American drivers should brace for persistently high gasoline prices through 2026, according to Energy Secretary Chris Wright. In a Sunday interview with CNN, Wright indicated that pump prices might not drop to their pre-war level—just under $3 per gallon—until next year. This forecast directly contradicts President Trump's more optimistic assessment, delivered Monday to The Hill, which anticipated a faster decline.
Costlier fill-ups represent the most direct and visible economic impact of the ongoing conflict for many U.S. consumers. Analysts warn that this sustained financial pressure could influence upcoming midterm election races, making energy costs a central political issue.
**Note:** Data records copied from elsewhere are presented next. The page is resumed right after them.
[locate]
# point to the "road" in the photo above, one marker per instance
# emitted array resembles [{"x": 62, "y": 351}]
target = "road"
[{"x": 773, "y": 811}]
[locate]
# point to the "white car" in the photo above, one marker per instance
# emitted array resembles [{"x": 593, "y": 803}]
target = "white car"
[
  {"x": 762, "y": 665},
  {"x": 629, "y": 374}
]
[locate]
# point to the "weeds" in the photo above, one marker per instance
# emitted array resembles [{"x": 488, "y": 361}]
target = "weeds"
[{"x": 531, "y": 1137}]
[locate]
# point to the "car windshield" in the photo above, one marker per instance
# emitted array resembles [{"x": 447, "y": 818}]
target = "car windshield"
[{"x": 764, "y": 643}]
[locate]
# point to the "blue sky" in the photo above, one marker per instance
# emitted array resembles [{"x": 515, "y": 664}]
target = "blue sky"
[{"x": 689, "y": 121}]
The research and consulting firm S&P Global has modeled three near-term price outlooks, citing "extreme uncertainty" associated with the Iran war and threats to oil supplies. In a statement, an S&P analyst noted that "even in the most optimistic of these scenarios, in which flows through Hormuz recover quickly with no restrictions, U.S. retail gasoline prices are likely to face an uphill battle to return to pre-war levels until 2027."
Researchers and analysts generally align with Secretary Wright's slower price-drop prediction. The unpredictable nature of the conflict means the country could still face additional price spikes, further complicating the economic landscape for consumers and policymakers alike.
The divergence in official forecasts highlights the challenges in predicting energy markets during geopolitical turmoil. While the administration projects different timelines, the consensus points to a prolonged period of elevated costs at the pump.